As a web developer and designer, [Victor] has a habit of putting a very nice ASCII signature in an HTML comment at the top of every web page he designs. He was inspired by seeing others do this, and this piqued his curiosity to see who else was doing this. His idea was to scan through a chunk of the Internet and see what other web pages had ASCII signatures in an HTML comment. With a lot of very clever work, [Victor] managed to grab some interesting ASCII art that would have been missed without looking at the source of millions of web pages.

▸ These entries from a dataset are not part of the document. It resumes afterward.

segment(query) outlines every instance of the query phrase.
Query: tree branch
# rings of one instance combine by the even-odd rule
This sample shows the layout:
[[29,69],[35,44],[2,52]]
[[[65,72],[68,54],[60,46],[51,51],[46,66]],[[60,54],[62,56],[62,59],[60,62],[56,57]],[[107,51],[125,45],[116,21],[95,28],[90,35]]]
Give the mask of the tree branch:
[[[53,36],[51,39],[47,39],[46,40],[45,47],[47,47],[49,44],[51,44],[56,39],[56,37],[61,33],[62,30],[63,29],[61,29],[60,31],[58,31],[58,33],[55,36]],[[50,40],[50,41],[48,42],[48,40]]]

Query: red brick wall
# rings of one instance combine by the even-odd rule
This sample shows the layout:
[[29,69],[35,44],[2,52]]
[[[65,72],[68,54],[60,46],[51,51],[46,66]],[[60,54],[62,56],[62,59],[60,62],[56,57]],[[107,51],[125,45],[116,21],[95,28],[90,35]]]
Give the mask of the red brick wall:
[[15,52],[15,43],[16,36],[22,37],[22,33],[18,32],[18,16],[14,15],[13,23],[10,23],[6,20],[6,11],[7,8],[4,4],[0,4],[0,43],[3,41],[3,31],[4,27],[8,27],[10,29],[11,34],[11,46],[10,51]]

After gathering a list of the top million top-level domains from Alexa, [Victor] wrote a script to download the HTML for all the pages in parallel. After that, it was just an issue of detecting the ASCII art in all the HTML files. There were a few earlier ASCII art detection algorithms, but nothing that suited [Victor]’s use case. The best result came from only looking at the first comment (otherwise the signatory wouldn’t want you to find it with a quick glance at the source) that were at least 3 lines long and 40 characters wide. After discarding everything with HTML tags in it, [Victor] had an awesome gallery of the ASCII art from webpages all around the Internet.

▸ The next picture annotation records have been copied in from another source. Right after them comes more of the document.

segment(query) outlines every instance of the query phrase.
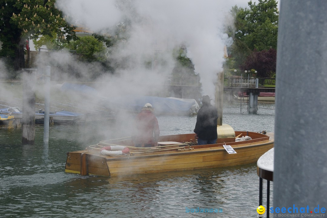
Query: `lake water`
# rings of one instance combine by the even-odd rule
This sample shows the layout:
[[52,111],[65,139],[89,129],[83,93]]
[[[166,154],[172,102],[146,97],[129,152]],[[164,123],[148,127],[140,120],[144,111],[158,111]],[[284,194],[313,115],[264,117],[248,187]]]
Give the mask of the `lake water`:
[[[240,107],[225,105],[223,123],[235,130],[273,132],[274,104],[259,104],[256,114]],[[196,117],[158,119],[164,135],[192,132]],[[35,144],[22,145],[21,129],[0,126],[0,217],[258,217],[256,164],[124,178],[64,172],[67,152],[126,136],[121,130],[128,127],[119,120],[55,125],[44,145],[43,126],[37,125]],[[196,212],[206,209],[213,212]]]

What did he find? Well, there’s far too many ASCII signatures for [Victor] to put up on his webpage, but he did provide a nice sample of what he found. They’re mostly logos, although there is a Hypnotoad and Aperture Science sentry turret in there.

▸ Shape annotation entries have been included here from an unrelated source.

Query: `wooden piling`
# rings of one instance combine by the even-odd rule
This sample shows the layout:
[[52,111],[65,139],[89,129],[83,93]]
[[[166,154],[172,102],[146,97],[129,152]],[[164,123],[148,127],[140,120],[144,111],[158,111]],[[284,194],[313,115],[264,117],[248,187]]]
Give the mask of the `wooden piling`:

If you’d like to try out [Victor]’s script, he made everything available on GitHub.
Wow, i wonder if the owner of the page knows there’s ascii version of goatse in his sourcecode :o)
I know. I’m just a bit disappointed the wedding ring isn’t visible in the ASCII version.
Don’t just look at HTML. For example, do a search for Nike and robots.txt. I think it was a boing boing article that I saw it in.
Really? “Apature” science? You can do better, HaD.
Too bad he didn’t check The Oatmeal. There’s a pterodactyl in the HTML source.